We have outlined above a number of factors that are likely to contribute to difficulty in addressing "quality" of health care in cancer survivorship. One way of reducing the tensions that exist between the needs of funders, providers, and consumers of heath services is to make explicit the components of quality that are of interest to the various parties. In order to do this satisfactorily, the debate must utilize (and expand as required) theoretical models that provide a way of considering quality issues. Knowledge about cancer survivor perspectives on quality care is growing but it is early days. Focused attention on that perspective utilizing appropriate methodologies is likely to help us prioritize resource allocation toward higher quality and more responsive services for cancer survivors. Facilitating the survivor voice to be heard and to impact on service development will mean that effort in audit and evaluation will be worthwhile and not just a matter of ticking boxes.


What is meant by "quality" of health care, and how we set about achieving it is a longstanding and somewhat fraught topic of discussion. Confusion and conflict about what might truly comprise "quality" and its related components exist, with some suspecting developments to be more frequently driven by political rhetoric than the needs of patients and their families. Whilst some confusion is perhaps unavoidable given that the technical language regarding quality is itself complex, it seems there are identifiable sources of conflict that we can confront and address to truly achieve better quality care.

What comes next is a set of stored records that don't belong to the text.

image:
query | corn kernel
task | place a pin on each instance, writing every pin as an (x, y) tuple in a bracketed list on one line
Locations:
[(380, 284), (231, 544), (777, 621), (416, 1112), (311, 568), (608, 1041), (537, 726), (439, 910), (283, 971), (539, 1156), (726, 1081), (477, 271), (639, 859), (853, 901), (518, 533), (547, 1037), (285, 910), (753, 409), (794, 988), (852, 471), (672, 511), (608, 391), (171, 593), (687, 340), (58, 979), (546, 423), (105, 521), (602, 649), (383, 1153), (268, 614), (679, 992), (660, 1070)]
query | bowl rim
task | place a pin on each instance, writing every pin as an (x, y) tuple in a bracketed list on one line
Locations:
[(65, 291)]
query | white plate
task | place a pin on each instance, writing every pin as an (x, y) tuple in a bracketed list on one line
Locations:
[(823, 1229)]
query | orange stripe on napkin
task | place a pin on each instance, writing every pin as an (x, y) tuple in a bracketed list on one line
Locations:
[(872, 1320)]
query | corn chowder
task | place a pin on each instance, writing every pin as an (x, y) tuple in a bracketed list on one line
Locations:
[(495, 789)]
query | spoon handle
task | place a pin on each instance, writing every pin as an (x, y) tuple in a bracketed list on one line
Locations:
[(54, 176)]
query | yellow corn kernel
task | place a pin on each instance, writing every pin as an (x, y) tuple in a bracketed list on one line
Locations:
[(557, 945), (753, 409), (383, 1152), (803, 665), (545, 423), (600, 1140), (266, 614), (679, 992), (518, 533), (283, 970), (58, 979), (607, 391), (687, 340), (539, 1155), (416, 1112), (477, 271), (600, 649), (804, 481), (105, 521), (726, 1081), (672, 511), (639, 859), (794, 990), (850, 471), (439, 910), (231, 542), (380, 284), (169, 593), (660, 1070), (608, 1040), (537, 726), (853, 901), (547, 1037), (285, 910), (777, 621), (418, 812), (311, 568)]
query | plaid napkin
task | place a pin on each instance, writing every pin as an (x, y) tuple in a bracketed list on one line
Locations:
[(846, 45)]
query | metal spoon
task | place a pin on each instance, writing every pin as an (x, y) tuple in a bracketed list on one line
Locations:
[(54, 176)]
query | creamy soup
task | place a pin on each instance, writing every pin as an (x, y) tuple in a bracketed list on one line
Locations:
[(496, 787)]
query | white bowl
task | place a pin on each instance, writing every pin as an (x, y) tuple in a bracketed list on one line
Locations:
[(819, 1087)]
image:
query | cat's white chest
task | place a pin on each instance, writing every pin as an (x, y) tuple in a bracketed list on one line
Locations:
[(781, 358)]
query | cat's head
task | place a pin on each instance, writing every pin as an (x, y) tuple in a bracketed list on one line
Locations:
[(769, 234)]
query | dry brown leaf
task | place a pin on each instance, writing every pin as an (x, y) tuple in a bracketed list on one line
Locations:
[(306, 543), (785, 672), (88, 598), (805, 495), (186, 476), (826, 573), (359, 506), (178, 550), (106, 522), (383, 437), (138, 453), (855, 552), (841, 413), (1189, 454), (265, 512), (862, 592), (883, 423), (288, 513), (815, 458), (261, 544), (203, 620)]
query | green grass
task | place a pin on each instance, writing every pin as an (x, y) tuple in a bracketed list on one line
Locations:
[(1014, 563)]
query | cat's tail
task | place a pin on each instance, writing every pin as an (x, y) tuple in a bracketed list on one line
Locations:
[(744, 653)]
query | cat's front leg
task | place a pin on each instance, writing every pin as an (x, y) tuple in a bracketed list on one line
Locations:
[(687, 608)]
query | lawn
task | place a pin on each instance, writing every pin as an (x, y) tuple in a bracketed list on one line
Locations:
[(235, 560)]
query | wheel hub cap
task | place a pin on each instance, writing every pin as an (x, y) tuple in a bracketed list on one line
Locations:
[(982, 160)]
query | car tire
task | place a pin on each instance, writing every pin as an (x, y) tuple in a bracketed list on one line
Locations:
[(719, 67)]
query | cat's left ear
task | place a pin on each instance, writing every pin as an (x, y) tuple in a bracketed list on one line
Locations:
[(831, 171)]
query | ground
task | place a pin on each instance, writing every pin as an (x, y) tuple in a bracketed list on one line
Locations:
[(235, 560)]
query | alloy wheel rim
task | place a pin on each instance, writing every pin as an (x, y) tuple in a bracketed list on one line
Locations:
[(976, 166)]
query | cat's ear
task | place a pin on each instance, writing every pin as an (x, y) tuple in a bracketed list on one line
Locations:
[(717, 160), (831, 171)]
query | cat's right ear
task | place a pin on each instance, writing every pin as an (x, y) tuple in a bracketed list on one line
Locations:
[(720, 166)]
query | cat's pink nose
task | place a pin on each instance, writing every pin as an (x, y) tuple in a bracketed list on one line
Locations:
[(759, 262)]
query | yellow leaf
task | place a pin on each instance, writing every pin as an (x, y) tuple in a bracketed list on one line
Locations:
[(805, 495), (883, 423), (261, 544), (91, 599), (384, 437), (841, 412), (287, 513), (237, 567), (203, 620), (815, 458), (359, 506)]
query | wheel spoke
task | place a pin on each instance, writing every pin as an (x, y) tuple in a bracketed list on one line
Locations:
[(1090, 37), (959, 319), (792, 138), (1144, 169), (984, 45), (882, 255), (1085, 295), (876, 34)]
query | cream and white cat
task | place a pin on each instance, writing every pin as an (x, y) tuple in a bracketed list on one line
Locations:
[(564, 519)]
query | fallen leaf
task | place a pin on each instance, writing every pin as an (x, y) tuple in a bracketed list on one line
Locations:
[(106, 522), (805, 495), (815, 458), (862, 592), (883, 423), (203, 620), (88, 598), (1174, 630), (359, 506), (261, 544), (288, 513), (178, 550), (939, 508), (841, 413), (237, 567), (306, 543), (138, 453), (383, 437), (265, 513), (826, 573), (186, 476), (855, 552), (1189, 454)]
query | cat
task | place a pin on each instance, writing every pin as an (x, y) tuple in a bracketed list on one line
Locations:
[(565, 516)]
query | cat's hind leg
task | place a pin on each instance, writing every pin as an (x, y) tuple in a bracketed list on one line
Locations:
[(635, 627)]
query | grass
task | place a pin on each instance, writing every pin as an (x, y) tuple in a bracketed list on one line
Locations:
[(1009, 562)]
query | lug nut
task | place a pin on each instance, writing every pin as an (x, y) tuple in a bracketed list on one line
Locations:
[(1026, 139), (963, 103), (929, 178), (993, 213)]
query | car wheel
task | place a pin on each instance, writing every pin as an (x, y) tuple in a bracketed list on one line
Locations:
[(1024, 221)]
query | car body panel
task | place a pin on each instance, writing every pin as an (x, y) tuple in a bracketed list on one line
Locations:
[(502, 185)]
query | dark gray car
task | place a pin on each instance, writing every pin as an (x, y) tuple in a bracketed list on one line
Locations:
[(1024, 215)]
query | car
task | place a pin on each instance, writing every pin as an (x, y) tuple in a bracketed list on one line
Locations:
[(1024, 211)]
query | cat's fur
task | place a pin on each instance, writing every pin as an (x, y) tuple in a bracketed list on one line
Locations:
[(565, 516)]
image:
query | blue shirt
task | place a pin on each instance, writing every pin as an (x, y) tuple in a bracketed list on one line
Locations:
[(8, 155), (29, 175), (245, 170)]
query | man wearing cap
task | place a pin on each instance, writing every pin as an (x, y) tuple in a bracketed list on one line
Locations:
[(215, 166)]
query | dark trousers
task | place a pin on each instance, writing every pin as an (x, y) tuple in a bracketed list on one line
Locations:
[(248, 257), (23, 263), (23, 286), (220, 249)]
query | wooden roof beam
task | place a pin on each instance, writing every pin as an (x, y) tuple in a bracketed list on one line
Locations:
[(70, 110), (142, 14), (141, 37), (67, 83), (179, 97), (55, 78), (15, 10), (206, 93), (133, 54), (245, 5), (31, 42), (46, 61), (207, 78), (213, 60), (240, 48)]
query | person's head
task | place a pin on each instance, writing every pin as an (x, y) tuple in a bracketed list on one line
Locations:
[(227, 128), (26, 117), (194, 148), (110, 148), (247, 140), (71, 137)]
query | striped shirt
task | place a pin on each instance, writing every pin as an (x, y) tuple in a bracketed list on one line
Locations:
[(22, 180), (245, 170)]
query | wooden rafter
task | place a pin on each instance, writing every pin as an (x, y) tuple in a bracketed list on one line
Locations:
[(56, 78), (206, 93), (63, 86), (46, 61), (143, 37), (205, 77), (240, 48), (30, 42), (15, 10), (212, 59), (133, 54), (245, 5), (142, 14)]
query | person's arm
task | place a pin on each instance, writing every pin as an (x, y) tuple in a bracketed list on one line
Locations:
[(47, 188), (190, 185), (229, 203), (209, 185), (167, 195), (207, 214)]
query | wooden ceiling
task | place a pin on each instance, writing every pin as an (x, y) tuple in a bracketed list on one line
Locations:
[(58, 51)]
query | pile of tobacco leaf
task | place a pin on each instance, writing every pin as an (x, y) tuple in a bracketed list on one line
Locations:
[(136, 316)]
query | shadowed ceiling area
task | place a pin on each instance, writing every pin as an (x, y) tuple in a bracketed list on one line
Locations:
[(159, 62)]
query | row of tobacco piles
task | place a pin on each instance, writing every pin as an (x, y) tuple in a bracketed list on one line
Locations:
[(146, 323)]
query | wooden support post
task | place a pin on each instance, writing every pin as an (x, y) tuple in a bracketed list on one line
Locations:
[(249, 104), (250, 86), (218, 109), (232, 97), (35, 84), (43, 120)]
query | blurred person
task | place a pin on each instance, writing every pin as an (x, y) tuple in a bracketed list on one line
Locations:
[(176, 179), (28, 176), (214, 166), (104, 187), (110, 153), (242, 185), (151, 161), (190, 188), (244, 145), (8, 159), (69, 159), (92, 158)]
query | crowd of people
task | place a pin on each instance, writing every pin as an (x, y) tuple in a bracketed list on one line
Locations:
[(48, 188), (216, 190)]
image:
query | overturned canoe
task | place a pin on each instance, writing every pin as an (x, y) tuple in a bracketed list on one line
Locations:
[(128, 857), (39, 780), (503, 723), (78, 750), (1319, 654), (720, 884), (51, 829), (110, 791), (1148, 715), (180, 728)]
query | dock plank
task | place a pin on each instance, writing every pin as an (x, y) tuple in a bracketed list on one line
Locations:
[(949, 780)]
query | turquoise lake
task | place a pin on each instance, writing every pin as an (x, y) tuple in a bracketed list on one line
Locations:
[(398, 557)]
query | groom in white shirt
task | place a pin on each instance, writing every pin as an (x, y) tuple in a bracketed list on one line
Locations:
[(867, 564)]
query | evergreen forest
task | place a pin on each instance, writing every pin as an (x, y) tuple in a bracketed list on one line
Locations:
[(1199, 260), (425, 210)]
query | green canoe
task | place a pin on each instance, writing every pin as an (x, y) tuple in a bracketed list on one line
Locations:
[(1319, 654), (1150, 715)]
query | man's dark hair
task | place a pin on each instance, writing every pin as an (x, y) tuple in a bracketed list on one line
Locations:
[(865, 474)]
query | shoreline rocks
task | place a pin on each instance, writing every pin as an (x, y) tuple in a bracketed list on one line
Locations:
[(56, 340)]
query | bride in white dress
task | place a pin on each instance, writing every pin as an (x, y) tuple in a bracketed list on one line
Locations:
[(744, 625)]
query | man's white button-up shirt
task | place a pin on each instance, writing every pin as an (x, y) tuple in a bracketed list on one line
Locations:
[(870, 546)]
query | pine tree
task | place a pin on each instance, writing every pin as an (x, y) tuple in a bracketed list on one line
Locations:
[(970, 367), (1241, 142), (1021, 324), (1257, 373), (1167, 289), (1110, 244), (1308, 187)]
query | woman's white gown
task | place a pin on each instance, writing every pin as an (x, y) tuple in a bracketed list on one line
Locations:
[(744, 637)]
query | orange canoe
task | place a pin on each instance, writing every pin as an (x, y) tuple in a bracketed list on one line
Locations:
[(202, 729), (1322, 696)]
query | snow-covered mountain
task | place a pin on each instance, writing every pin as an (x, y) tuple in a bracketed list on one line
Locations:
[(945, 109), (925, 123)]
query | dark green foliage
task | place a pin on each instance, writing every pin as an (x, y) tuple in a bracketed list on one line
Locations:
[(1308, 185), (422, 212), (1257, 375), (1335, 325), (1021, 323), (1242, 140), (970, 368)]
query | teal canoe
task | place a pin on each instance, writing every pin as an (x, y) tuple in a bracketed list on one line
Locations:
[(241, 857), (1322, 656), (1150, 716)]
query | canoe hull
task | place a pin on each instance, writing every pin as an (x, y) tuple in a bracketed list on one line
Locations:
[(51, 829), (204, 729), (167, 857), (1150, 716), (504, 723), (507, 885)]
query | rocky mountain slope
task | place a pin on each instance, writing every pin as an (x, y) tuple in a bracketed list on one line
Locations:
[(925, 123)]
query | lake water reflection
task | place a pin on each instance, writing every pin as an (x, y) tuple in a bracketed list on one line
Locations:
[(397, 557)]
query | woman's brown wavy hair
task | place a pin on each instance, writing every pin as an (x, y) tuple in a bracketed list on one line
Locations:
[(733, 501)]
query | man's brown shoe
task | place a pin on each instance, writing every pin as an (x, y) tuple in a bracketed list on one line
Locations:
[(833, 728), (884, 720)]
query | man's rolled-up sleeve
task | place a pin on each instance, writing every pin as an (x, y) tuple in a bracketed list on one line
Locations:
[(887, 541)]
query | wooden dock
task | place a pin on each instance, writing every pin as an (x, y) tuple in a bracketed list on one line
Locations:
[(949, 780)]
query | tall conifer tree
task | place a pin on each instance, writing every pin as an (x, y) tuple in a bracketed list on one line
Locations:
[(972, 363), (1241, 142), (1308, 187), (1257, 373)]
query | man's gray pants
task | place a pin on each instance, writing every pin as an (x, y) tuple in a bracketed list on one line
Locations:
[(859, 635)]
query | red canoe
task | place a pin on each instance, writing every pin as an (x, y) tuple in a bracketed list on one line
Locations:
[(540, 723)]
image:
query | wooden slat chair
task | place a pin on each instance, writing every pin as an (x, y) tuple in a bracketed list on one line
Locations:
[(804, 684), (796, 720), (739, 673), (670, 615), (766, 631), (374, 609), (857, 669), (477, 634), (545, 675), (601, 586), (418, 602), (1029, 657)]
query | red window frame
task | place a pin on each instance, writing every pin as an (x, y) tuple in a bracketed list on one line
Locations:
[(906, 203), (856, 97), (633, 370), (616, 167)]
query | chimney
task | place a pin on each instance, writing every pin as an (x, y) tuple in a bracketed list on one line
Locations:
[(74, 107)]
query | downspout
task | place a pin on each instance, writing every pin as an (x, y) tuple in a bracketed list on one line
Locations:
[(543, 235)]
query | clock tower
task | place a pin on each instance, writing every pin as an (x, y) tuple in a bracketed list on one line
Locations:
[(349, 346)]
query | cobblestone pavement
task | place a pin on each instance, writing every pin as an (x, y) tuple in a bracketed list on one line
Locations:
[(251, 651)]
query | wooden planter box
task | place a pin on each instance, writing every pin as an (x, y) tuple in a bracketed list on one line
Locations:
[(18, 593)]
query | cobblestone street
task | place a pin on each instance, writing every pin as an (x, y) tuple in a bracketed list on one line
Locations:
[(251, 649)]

This chapter has argued that a potential source of conflict arises from the fact that there are different interested parties in health care and as such, potentially quite dissimilar views that might need to be addressed. In particular, we refer to research which explores the patient's view of "what matters most" in cancer care and survivorship. Theoretical models of quality are also explored to provide a context for discussing these issues and possible ways forward. We also examine what consumers have to say about "caring" itself as a component of health service delivery. The chapter presents an argument that improving the development and delivery of quality of cancer services in ways that are meaningful rests upon a better understanding of patient perspectives.